Supporting Elder’s opinion is a 2017 Pew Research Center poll regarding American attitudes on inter-racial marriage. Among whites, 39 percent said it is a good thing; 52 percent thought it makes little difference; only 9 percent thought it is bad. Among blacks, 36 percent thought it is good; 46 percent thought it is indifferent; and 18 percent maintained that it is bad. Given the historic persecution of blacks in America, that 18 percent of black Americans reject inter-racial marriage might be understandable. But that only half that number of white Americans feel that way is encouraging.[xii]

It will be important subsequent in this essay to understand the factors in American culture that made possible this steady diminution of anti-black racism among white Americans. But first other issues must be addressed.

 

Around The World

We have learned from Ayn Rand in her writings on epistemology (the study of how human beings gain knowledge) that, in order to fully understand any phenomenon, call it x, we must see how it fits into a broader frame of reference; we must integrate; we must understand phenomenon x in as wide a context of knowledge as is available to us at any moment in human history. We must see the big picture.

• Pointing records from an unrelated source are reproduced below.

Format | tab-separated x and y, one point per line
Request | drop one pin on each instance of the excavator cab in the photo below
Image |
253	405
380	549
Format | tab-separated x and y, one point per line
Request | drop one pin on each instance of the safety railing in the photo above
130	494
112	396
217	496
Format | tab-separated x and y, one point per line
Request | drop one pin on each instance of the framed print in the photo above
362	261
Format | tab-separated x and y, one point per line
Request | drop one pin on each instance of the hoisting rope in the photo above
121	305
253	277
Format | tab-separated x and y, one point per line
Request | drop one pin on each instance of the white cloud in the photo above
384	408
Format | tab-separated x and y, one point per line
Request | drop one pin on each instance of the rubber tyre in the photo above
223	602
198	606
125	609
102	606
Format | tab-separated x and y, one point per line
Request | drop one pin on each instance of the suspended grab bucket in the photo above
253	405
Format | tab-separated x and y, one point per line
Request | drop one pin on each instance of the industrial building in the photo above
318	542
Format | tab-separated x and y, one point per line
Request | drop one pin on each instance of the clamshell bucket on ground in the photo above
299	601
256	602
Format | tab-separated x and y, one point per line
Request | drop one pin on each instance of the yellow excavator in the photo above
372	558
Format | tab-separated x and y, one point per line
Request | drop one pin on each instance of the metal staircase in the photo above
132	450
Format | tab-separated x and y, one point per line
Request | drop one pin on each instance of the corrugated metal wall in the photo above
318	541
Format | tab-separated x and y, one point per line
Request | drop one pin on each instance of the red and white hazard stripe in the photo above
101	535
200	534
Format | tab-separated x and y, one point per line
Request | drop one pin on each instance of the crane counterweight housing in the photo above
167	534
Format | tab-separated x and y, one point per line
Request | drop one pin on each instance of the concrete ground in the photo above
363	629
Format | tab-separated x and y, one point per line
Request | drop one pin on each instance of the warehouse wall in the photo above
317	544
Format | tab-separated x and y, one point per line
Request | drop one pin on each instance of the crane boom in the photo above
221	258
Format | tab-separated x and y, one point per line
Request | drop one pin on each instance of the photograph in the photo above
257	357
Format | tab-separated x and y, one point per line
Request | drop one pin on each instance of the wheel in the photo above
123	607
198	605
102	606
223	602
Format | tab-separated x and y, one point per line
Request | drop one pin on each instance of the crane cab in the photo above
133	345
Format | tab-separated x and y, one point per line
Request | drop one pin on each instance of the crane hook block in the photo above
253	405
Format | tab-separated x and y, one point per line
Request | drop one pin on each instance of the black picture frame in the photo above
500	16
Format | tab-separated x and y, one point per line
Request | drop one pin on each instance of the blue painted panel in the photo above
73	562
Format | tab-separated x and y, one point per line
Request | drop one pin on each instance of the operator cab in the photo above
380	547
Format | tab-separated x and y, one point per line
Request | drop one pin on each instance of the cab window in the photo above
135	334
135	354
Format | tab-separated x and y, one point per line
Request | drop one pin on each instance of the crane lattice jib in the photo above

What do we know about racism around the world? Let’s first get a definition. Racism is the theory that an individual’s traits of character and/or intellectual ability are hard-wired into him/her by the biological group–the race, the tribe, the nation–into which he/she is born. A human being is not first, foremost, and always an individual who shapes his own character by virtue of the choices he makes. No, rather, an individual is first, foremost, and always, a member of a racial collective (group), and is to be judged not by reference to his/her moral choices but by reference to racial or tribal membership. For example, to the Nazis, an Aryan criminal was morally superior to any Jew, regardless an individual Jew’s manifest virtues or achievements. To an inveterate racist, race matters; race matters more than anything; moral characteristics are, to invoke a Nazi sentiment, “in the blood.”

What do we know about racism around the world? Let’s begin with examples and see the conclusion that follows logically from them.

In 1994, in what became known as the Rwandan Genocide, members of the Hutu tribe butchered some 937,000 members of the Tutsi tribe–men, women, children, infants–often with machetes as the weapon of choice.[xiii]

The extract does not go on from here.